Overall, Sydney’s build-up issue wasn’t due to the placement of the midfield, but rather the positions of the full-backs in the system.
And despite the issues with the build-up structure, multiple Sydney players still impressed.
Lolley’s eagerness to dribble forwards, combined with his fantastic shooting and passing techniques has been a key outlet and chance creator for Sydney, while the rotations between Mak, Caceres and Caballo have been at times a joy to watch.
Patrick Yazbek has also been performing excellently as an advanced eight, combining well with Lolley on the right.
On multiple occasions, Yazbek did well to get free of his marker and make a run to the byline, such as in this clip where he plays a one-two with Lolley.
He’s also able to turn quickly and fizz out passes to Lolley with his good technique, which aids Sydney in being able to get their English winger one on one in dangerous positions with the full-back.

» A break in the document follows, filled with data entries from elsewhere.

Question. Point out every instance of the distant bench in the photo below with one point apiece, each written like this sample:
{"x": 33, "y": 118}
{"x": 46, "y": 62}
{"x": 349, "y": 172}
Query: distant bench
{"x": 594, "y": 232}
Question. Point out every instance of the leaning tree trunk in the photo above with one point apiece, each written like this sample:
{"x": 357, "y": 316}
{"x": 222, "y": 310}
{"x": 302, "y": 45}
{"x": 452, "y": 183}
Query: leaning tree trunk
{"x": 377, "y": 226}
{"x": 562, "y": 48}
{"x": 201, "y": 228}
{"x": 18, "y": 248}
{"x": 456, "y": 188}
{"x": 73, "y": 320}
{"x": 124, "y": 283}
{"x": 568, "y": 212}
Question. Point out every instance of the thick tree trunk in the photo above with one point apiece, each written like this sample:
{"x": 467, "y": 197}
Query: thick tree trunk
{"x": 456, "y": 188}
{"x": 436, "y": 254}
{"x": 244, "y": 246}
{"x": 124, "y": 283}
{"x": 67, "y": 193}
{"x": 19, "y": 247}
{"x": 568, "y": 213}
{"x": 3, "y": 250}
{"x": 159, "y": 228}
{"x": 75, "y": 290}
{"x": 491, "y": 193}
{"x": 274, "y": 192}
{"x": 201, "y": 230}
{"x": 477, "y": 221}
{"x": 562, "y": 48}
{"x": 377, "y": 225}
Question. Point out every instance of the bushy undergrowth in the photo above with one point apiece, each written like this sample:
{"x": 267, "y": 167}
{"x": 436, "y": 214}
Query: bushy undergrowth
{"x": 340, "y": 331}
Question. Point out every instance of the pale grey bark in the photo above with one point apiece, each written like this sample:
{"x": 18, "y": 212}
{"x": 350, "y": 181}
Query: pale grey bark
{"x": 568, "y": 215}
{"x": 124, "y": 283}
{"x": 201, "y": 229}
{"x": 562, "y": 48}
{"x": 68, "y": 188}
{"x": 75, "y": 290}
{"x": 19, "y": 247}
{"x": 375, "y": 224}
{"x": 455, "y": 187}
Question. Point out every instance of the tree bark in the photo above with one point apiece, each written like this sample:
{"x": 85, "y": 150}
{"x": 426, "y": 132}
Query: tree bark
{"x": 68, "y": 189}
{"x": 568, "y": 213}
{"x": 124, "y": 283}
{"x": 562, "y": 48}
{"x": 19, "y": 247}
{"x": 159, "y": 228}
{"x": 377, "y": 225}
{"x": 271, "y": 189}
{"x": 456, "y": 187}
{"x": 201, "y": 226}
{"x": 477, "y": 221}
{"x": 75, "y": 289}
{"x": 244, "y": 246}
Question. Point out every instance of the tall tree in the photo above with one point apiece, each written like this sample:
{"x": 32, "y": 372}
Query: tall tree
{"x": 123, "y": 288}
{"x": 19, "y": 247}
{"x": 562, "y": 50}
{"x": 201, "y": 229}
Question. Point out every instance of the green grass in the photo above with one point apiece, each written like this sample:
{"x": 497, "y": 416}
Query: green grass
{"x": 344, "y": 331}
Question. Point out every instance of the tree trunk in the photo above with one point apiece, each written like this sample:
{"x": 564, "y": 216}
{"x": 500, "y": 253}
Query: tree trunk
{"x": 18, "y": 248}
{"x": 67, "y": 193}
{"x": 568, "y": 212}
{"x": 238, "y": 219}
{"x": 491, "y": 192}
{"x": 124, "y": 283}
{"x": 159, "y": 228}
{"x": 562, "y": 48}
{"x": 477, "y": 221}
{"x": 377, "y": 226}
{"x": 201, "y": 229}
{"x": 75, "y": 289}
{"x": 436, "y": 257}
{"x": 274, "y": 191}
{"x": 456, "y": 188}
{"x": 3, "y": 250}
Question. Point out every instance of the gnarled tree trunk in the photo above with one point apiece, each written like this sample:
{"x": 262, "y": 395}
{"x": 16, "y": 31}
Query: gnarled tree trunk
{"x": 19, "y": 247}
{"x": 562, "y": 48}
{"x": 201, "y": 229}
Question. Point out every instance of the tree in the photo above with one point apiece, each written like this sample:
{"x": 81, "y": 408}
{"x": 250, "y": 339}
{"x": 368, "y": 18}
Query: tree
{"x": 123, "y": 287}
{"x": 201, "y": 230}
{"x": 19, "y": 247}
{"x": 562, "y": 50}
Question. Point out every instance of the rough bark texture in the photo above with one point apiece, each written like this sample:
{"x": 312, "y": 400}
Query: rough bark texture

The combination between Yazbek and Lolley was Sydney FC’s fifth most prominent forward passing combination, and was a crucial method of chance creation for the sky blues, with the midfielder finding Lolley for the third goal.
Yazbek and Lolley are two players who have been performing well within Sydney’s new system, which has had mixed results so far this campaign.
The final third play has been fluid and enjoyable to watch, with Lolley’s carrying and creativity and Mak’s decisiveness impressive but the build-up remains an issue.
While Caballo is a good deep-lying playmaker from left-back, his long passing ability is being overstretched from the left, which comes as a product of the longer passing distances in build-up not allowing Sydney to play flowing football, with Brattan suffering as a result.
A switch to accompany more inverted full-backs could lead to an improvement in all stages of build-up – in keeping the ball, progressing it in between the lines and out wide and counter-pressing after losing possession.